The Marine Corps intends to build up a female cadre of officers and noncommissioned officers to help women as more military occupations and units become open to females, the deputy commandant for manpower and reserve affairs told the House Armed Services Personnel Subcommittee on Thursday.
Lt. Gen. Robert Milstead Jr. told the panel that it “is not going to happen overnight,” but the Marine Corps is learning from its pilot program—48 female Marines working in 19 the battalion headquarters of previously closed positions, such as tank units—on how to proceed in opening more military occupations to women by 2016.
Milstead stressed that women will “have to meet the [same] physical standards” established for men to be accepted into training for previously male-only jobs. He said that 250 of the 335 specialties in the Marine Corps have more than one demanding physical standard. The standards, such as lifting and loading a tank round, were “developed without regard to gender.”
His Army counterpart, Lt. Gen. Howard Bromberg, said that all standards are being reviewed now as the policy is lifted that excludes women from direct ground combat operations. “We’re looking at that for the 110-pound male as well,” he said.
“The key is to validate the standard . . . to ensure it’s right,” Juliet Beyler, director of the Pentagon’s Office of Officer and Enlisted Personnel Management, said.

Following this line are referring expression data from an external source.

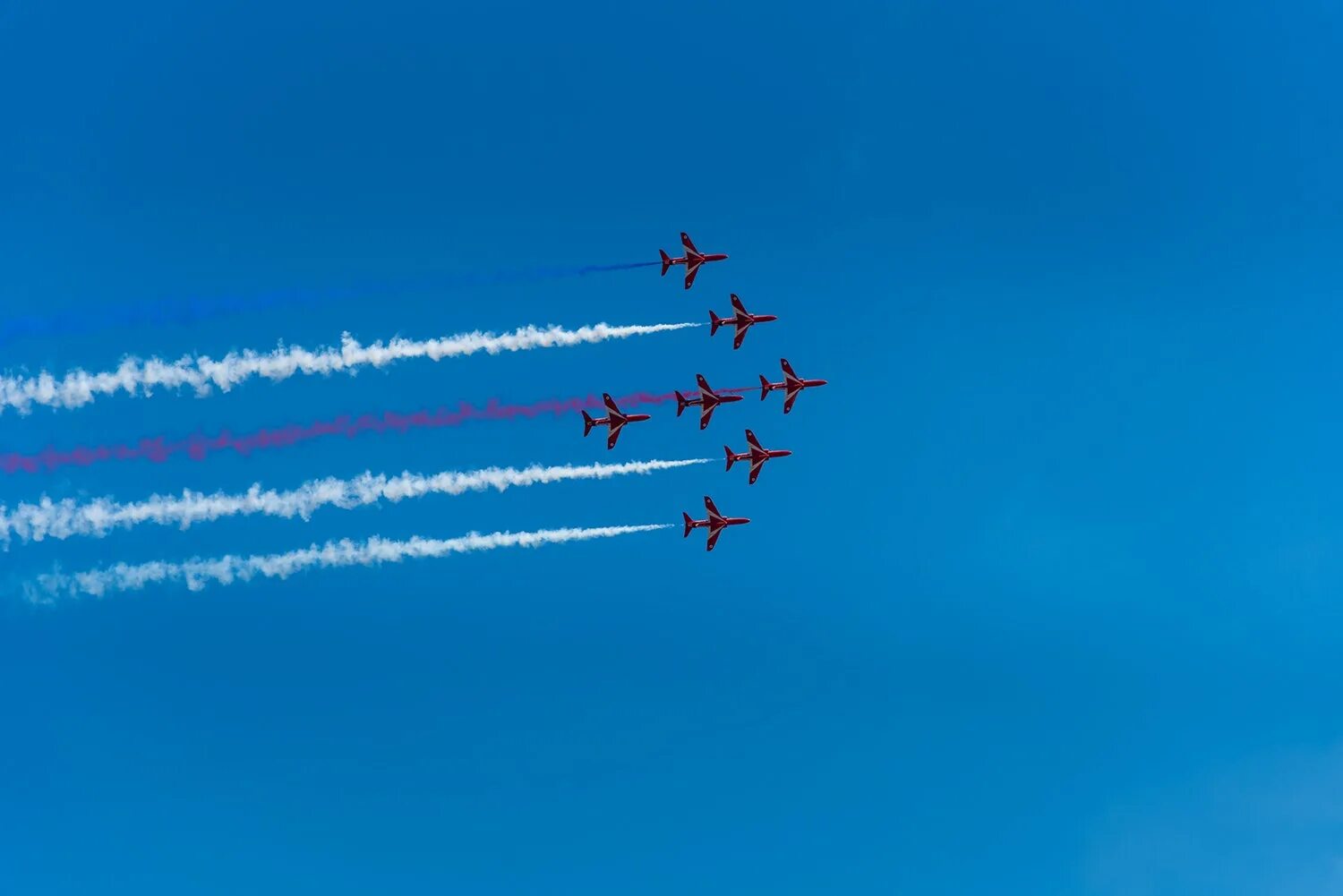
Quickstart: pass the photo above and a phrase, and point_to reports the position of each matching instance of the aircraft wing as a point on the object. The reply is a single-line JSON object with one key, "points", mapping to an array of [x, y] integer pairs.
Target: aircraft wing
{"points": [[692, 268]]}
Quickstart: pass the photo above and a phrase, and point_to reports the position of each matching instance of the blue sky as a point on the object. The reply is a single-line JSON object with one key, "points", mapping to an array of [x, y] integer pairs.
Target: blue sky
{"points": [[1045, 600]]}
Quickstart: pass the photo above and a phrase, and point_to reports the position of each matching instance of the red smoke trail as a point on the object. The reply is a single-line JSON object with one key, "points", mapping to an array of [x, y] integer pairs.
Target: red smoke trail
{"points": [[198, 448]]}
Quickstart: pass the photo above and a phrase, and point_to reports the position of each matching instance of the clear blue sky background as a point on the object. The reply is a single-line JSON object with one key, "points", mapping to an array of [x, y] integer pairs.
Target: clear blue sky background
{"points": [[1047, 601]]}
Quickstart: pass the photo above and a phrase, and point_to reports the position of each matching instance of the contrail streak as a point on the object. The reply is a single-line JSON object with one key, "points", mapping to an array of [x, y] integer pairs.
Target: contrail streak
{"points": [[199, 573], [192, 311], [136, 376], [199, 448], [69, 519]]}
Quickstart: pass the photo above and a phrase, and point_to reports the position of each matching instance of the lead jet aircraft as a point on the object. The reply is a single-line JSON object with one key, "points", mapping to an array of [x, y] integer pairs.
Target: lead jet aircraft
{"points": [[708, 400], [716, 523], [791, 386], [754, 453], [741, 319], [614, 419], [692, 260]]}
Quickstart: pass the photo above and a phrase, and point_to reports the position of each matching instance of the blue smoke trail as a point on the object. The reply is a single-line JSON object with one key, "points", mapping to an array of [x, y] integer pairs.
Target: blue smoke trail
{"points": [[182, 311]]}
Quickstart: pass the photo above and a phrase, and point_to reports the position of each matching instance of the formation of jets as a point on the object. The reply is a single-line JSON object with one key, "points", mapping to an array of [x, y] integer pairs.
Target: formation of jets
{"points": [[754, 453], [714, 523], [791, 386], [692, 260], [708, 400], [741, 319], [614, 421]]}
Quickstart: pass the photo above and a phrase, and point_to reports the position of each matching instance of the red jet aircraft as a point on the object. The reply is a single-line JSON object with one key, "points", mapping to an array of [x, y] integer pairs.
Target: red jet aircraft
{"points": [[757, 455], [741, 319], [708, 400], [716, 523], [791, 384], [614, 419], [692, 260]]}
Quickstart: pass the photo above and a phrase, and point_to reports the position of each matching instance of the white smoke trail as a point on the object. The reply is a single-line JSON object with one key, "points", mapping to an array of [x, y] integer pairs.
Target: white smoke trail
{"points": [[66, 519], [196, 573], [136, 376]]}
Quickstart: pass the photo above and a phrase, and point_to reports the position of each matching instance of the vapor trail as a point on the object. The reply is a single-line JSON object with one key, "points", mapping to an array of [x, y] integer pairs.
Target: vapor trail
{"points": [[192, 311], [199, 573], [69, 519], [137, 375], [160, 449]]}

Milstead said the services also need to study the social and psychological impact of opening those occupations both to the women entering them—their resiliency and ability to handle stress—and the effect on small units. “It’s equally important as the physical.”
The Marines may have an advantage in this area, he added, citing its gender-separate boot camp as a different way of training males and females and still producing a Marine.
Bromberg said the Army, and likely the other services, were weighing at what point in the accession phase [from recruitment through boot camp and follow-on schools] the physical-strength testing begins for females who want to enter the combat arms. “You have to look at the small teams where women have never served; that’s a huge piece” of the change, he said.
Maj. Gen. Bennet Sacolick, representing Special Operations Command, said he didn’t “want to do anything to affect that [12-member] unit cohesion,” but said he expects that the command will learn much from the survey “that can truly get the opinion of the ‘quiet professionals’” on opening more positions to females. Women in Special Operations Command largely serve in civil-affairs units.
When asked about the possibility of sexual assaults increasing as women move into the formerly closed occupations and units, Bromberg and Milstead stressed leadership and ensuring that there are a number of women in officer and noncommissioned leadership roles already in place.
Both said their services did not intend to send a lone female to a unit. Milstead added, “We have to be careful with this placement. We don’t plan” to drop junior enlisted women in singly.
The Army and Marine Corps are also examining how women already serving can transfer into the combat arms if they wish to. “At what point can someone transfer in” and have a successful career, Bromberg said.
Bromberg and Milstead said that their services are not looking at ordering women working in other career fields to switch to the combat arms.